Last month, pay delays pushed health workers at Liberia's biggest hospital, the John F. Kennedy Medical Center, to strike; workers told Reuters they hadn't been paid in two months. Ebola workers in Sierra Leone also went on strike in early September, to protest poor working conditions and pay delays.

Pay disparities and salary delays have long challenged Liberia's health care sector, even before this spring's Ebola outbreak. The country has only about 340 doctors, according to last year's estimates by the United Nations Development Program. And there are roughly 1,000 nurses and 1,000 physicians' assistants across the country, on whom the bulk of basic rural health care falls.

"Anything a doctor can do, we do. The only thing we can't do is surgery," said Emmanuel Reeves, the board chairman of Liberia's Physician Assistants Association. "Most of the time in Liberia, we don't have a lead doctor, but the physicians' assistants are ... where you find health systems running."

"We've been pushing the government on [so many health] issues since long ago, even asking the government for protective gear before they ever discovered Ebola in Liberia," Reeves said. "This is not a new thing in this country. All these problems were in this country before."

If the disparity in hazard pay isn't necessarily a surprise, the manner in which it was determined and announced nevertheless frustrates some healthcare workers.

"Those [hazard pay] numbers, that is the only thing we heard from the government, because they did not call us into a meeting.
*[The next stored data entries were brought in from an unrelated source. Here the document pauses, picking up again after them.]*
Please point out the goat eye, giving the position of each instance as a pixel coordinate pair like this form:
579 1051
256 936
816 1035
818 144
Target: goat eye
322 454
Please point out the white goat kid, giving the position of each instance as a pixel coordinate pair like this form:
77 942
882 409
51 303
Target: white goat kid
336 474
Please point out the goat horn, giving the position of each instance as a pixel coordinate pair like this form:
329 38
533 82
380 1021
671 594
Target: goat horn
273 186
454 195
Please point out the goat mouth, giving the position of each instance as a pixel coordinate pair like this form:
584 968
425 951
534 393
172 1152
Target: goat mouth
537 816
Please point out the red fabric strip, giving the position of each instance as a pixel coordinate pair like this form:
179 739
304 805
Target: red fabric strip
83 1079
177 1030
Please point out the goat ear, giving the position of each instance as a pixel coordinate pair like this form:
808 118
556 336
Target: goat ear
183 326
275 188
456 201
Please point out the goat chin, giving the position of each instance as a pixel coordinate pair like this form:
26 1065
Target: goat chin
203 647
It is like they are forcing it on us," said one lower-level health care worker, who did not want to comment on the record out of fear of jeopardizing ongoing conversations.
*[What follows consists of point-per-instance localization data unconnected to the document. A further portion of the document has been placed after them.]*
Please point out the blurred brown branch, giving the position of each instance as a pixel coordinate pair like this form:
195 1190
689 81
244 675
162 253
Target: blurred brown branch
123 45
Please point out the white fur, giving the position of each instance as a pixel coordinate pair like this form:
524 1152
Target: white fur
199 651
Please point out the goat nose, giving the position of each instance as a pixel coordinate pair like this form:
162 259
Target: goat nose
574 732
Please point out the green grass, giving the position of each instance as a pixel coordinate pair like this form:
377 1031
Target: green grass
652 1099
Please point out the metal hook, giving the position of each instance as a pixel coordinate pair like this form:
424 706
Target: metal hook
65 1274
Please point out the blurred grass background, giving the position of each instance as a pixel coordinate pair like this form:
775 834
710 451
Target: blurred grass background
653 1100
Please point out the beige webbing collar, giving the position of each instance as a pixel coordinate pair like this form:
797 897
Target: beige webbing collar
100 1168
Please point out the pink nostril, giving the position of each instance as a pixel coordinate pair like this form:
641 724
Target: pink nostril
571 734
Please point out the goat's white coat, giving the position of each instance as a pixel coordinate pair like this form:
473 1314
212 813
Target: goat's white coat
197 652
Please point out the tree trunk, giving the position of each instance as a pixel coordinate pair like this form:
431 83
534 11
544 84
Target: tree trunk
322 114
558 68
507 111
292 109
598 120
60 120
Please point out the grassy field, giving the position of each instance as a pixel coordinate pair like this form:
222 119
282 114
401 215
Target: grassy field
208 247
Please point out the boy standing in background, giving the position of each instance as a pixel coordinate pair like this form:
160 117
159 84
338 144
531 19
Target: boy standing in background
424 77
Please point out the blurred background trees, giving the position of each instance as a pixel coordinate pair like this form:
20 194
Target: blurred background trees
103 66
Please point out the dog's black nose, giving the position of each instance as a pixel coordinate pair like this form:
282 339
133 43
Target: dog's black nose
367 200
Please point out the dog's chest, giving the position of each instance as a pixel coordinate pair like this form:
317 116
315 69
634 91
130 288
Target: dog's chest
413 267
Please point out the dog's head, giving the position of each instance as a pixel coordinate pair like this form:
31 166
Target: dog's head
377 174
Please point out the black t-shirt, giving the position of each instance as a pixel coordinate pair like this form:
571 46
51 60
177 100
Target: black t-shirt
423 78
Konneh, the acting minister who announced the hazard pay scale, did not pick up or reply to multiple phone calls and text messages.

Not all health workers agree that striking is the best way to handle the pay complaints. Gloria Stevens of the Liberian Nurses Association said the group would not participate in any strike action.

"Even if they are upset, that would not be the best course to take. ...You cannot abandon the patients, no. You cannot do that," Stevens told BuzzFeed News by telephone from Monrovia. "If other nurses don't know that, that's very sad, especially so when it's a crucial time."

Massaley, a nurse at the Island Clinic Ebola treatment center, feels differently.

"They can always say we must not strike because we took an oath but we want tell them we did not take an oath to live in poverty, we took an oath to save our people but we must benefit too," he said.

Another nurse, Beatrice Chea, said it's not just the danger of the job that's taxing. It's also working in the airtight personal protective equipment (PPE), which can't be worn for more than 45 minutes at a time.

"When you wear this PPE and go into the center, it is like you are draining water from your body. The sweat! If you are not strong, you will [collapse]," she said.